Home » Astronomers discover a free-floating black hole for the first time | Hubble | Free black hole | Gravitational lensing

Astronomers discover a free-floating black hole for the first time | Hubble | Free black hole | Gravitational lensing

by admin
Astronomers discover a free-floating black hole for the first time | Hubble | Free black hole | Gravitational lensing

[NTD, Beijing, June 16, 2022]Through the Hubble Telescope, astronomers have observed a free black hole for the first time. This black hole is not fixed in any star system, it floats freely in space.

The black holes observed by scientists before this are all fixed in a cosmic region. For example, super black holes are generally located in the very center of a galaxy; many other black holes are combined with stars by gravity to form a two-body system. Scientists theoretically speculate that there should be free-moving black holes, and this observational data proves this for the first time.

Two separate research groups, one led by the Space Telescope Science Institute and the other led by the University of California at Berkeley, both announced this discovery. Their papers have been accepted for publication in The Astrophysical Journal and The Astrophysical Journal Letters, respectively.

Six years of observations from the Hubble Space Telescope show the black hole is about 5,000 light-years from Earth, in the spiral arm of the Milky Way (Carina-Sagittarius), NASA said.

Using Hubble, the researchers captured the effect of the black hole’s gravitational lensing on the surrounding space. Objects that lie between the star and the observer bend or magnify distant starlight, a phenomenon known as gravitational lensing. For this black hole, it distorts the light of a star about 19,000 light-years from Earth in the bulging core region of the Milky Way. The researchers said that the lensing effect of the object on starlight lasted for 270 days, which is one of the evidences they speculate that the object is a black hole.

See also  Literature in Florence, one dead.
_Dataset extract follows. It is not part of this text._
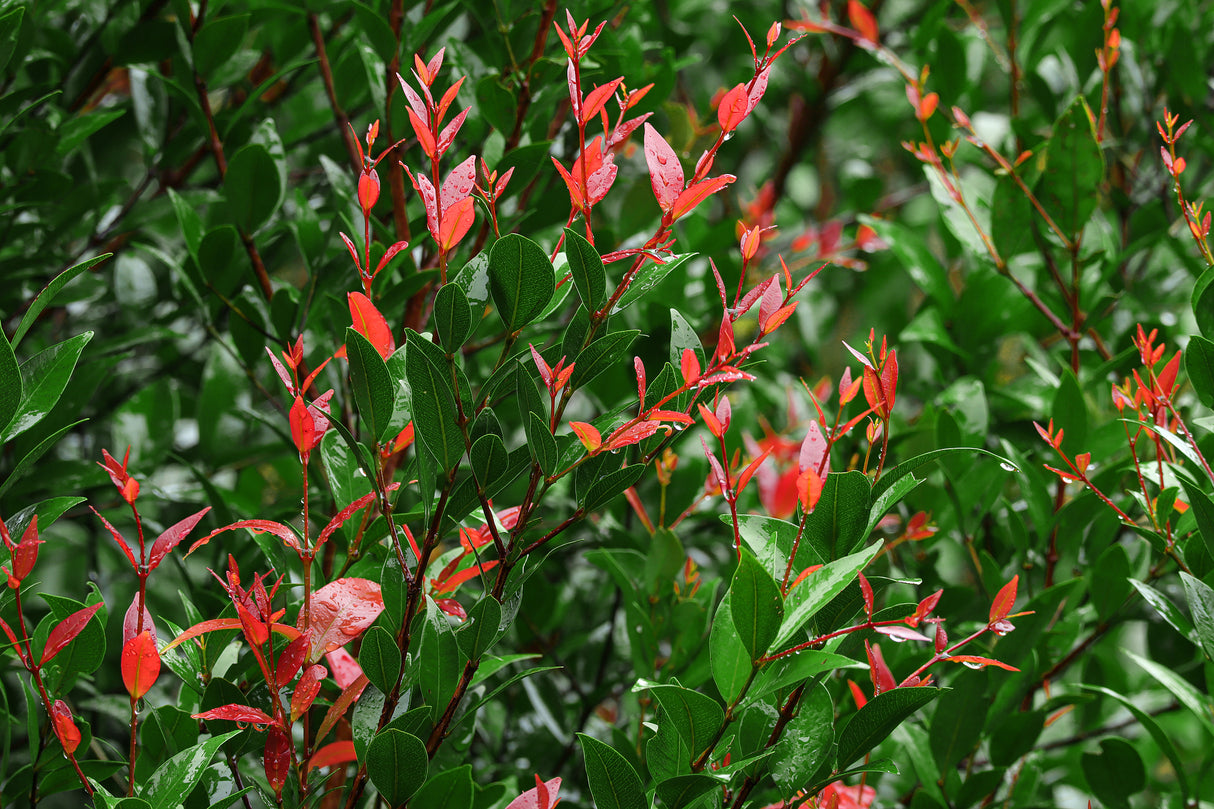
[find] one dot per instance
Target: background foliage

Fear on the street

Because the black hole was discovered by two separate research groups, it has two codenames: MOA-2011-BLG-191 and OGLE-2011-BLG-0462.

NASA speculates that the black hole is the product of a supernova explosion of a star 20 times the mass of the sun. Due to the asymmetry of pressure in all directions during the explosion, the black hole received a kicking force that ejected itself like a “cannonball” from the system it was in.

Kailash Sahu, who led the study from the Space Telescope Science Institute, told Forbes that the precursor star that formed the black hole was about 20 to 25 times the mass of the sun, an O type stars. O-type stars are still burning hydrogen, which can be up to 90 times the mass of the sun and a million times brighter.

Sahu said the black hole is about 7.1 times the mass of the sun and has a diameter of about 26 miles within its event horizon, or the black hole’s boundary. NASA estimates the black hole is moving at 100,000 miles per hour. At this rate, it will take less than 3 hours to travel from the earth to the moon.

Although this observation only saw it appear once through gravitational lensing, the researchers believe it may be possible to track it down. “We estimate that the black hole is located in a zone of high-density matter between galaxies,” Sahu said. It is likely that it is constantly absorbing material from these interstellar systems, and the process emits X-rays and radio waves. Therefore, through X-ray and radio wave observations, it is possible to detect this black hole, and that information will provide more clues about this black hole.

See also  Spinal muscular atrophy (Sma), green light from Aifa to extend reimbursement for SMA gene therapy

Sahu also said that theory estimates that there are 1 million to 2 million free black holes in the Milky Way, with the nearest black hole at least 80 light-years away from Earth.

(Transfer from The Epoch Times/Editor-in-charge: Tang Jia)

URL of this article: https://www.ntdtv.com/b5/2022/06/16/a103457181.html

You may also like

Leave a Comment

This site uses Akismet to reduce spam. Learn how your comment data is processed.